PIERRE SIDON – (ECF/AMP)
Dentre as definições da toxicomania e das adicções, a famosa tese repercutida, por exemplo, no célebre Manual de Psiquiatria, de Henri Ey, comporta a ideia aparentemente psicanalítica de “regressão a um prazer parcial”: “a conduta específica, do tipo perverso, que constitui uma regressão instintivo-afetiva, um verdadeiro e profundo desequilíbrio na integração das pulsões.”(1) A ficção de uma possível integração harmoniosa das pulsões, desprezada por Lacan, levou, durante algum tempo, à popularização desta concepção deformada do quadro estrutural freudiano da perversão, retratada como a perversão polimorfa, simplesmente tornada possível pela redução do tóxico a um novo objeto parcial. Esta concepção rudimentar não resistiu ao uso, nem à investida da despatologização sobre a clínica e as suas classificações. O conceito acabou indo com a água do banho quando a homossexualidade foi retirada do DSM, em 1987, seguida pouco depois pela sua substituição pelas chamadas “parafilias” e “transtornos da preferência sexual” no DSM V.
A ideia de estrutura, por mais mal concebida que fosse neste caso, manifestava ainda, diga-se de passagem, uma reminiscência de um debate fecundo, o da liberdade, em uma disciplina devastada por sua adesão inquestionável à tese do determinismo organicista.

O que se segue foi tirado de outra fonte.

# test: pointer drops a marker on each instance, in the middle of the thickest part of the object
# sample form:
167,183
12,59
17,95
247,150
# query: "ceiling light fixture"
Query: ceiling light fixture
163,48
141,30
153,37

Testemunha do debate do passado, esse manual poderia ainda afirmar, a propósito do DSM: “Nem acorrentada a reflexos incondicionais ou condicionados, nem absolutamente livre, a pessoa humana constrói a sua autonomia relativa por meio da sua organização.”(2) A célebre concepção de doença mental, de Henri Ey, como uma “patologia da liberdade” continua intacta, na definição atual da adicção, de Goodman, comumente aceita (3) , que comporta “a impossibilidade de resistir aos impulsos” e “a sensação de perda de controle”, apesar de “tentativas repetidas” de controle e resistência. Esta noção de perda de liberdade permitiu formular, por exemplo, que o alcoolismo era “a perda da liberdade de se abster.”(4) Mas a questão torna-se mais complexa quando se constata, com Marc Valleur, que “recuperar a liberdade de se abster pode implicar em renunciar à liberdade de consumir.”(5) Então, onde está a liberdade?
Alienados e insensatos
Na história da loucura, a palavra ‘alienado’ surgiu por volta de 1265, sucedendo a ‘insensato’, que apareceu em 1406. Do latim alienus, derivado de alius (outro), significa “pertencente a outro, estranho”. O alienado é aquele que é estranho a si próprio. À proporção que a nossa visão sobre o louco muda, muda também o termo utilizado para o nomear. Mas essa visão estava ligada a um movimento progressivo de confinamento que começou com a urbanização no século XVI. Assim, a quantidade de insensatos aumentou muito gradualmente até atingir vinte por cento da população encarcerada, no final do Antigo Regime. Mas não foi a rapidez do édito, de 1656, estudado por Foucault, que foi determinante. Houve muitos outros antes e depois dele, em toda a França (vinte éditos reais e decisões dos parlamentos, segundo Postel e Quetel). (6)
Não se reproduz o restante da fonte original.